Ep.78.5 事実でも、言っちゃいけないことがある(フライ&キール視点)
「フローラに謝ってきたのかい?」
男子寮への帰り道。丁度フローラの部屋の窓の真下に当たる裏道に差し掛かった辺りでフライはキールにそう聞いた。ふっと唇を緩ませたキールも、自然な声音でそれに答える。
「えぇ。一方的な誤解と身勝手で、ずいぶんとご迷惑をおかけしましたから。殿下も、……今まで本当に申し訳ございませんでした」
「もういいよ、別に。フローラも許してくれたんだろう?」
「はい。『最高のミルクティーにあう紅茶をくれたら許してあげる』と笑ってくださいました」
「ははっ、彼女らしいな」
自然と声を溢して笑った初めて目にするフライの優しい微笑みに一瞬面食らってから、キールもメガネを押し上げて笑う。
「本当に、殿下は変わったお方に惚れられましたね」
「……っ、はぁ!?あり得ない。何を言うんだ、僕と彼女は友人だよ」
「えっ!?そうなんですか!?」
予想外の答えに目を見張るキールに対し、真冬なのに暑いのか手で自分を扇ぎながらフライがつらつらと語る。
「大体惚れるわけないでしょう、顔はまあま可愛いけどあんな色気も胸も無い……わっ!」
しかしその瞬間、ガラッと開いた窓から突然大量の湯がフライめがけて降ってきた。

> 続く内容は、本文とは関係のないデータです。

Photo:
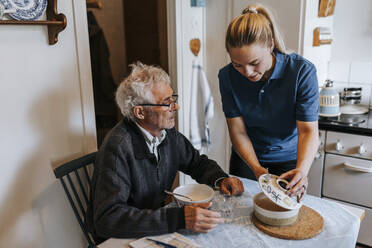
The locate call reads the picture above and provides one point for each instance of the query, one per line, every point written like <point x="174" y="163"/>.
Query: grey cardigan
<point x="127" y="194"/>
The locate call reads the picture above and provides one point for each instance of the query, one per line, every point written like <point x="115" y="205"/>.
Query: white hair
<point x="136" y="88"/>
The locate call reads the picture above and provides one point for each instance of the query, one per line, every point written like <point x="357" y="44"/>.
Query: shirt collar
<point x="280" y="63"/>
<point x="150" y="138"/>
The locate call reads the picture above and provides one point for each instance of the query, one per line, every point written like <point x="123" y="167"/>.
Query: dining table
<point x="341" y="225"/>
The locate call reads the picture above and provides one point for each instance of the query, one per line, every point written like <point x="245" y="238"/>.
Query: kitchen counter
<point x="333" y="124"/>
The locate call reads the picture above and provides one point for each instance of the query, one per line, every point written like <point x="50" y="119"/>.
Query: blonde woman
<point x="270" y="101"/>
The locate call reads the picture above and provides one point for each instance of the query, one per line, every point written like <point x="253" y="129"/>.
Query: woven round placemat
<point x="309" y="224"/>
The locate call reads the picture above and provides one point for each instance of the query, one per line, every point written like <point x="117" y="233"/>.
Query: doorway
<point x="122" y="32"/>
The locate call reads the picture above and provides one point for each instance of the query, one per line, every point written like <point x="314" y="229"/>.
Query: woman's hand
<point x="259" y="170"/>
<point x="232" y="186"/>
<point x="297" y="185"/>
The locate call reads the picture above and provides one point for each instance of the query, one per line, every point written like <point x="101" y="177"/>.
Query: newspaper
<point x="175" y="239"/>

ばしゃーんっと頭からそれを浴びたフライの姿に笑いを堪えながら、キールがポツリと呟く。
「聞こえたみたいですね」
「この距離で!?嘘でしょ!!?……って言うか、なにこれ」
ポタポタ水が滴り落ちるフライは、お湯のあとに降ってきた黒い布地を手にとって広げる。それは、デザインが品があり美しく、かつ動きやすいと評判のミストラル王家に仕える侍女のメイド服だった。
ふむ、口元に手を添えたキールが真顔で呟く。
「濡れたままだと風邪を引くからそれに着替えて帰れってことですかね」
「いや、真顔で恐ろしいこと言わないでくれる!?僕は絶っっっっっ対着ないからな!!!」
そう叫んだフライがフローラの望み通り女装をする日が来るのか来ないのかは、神のみぞ知る別のお話。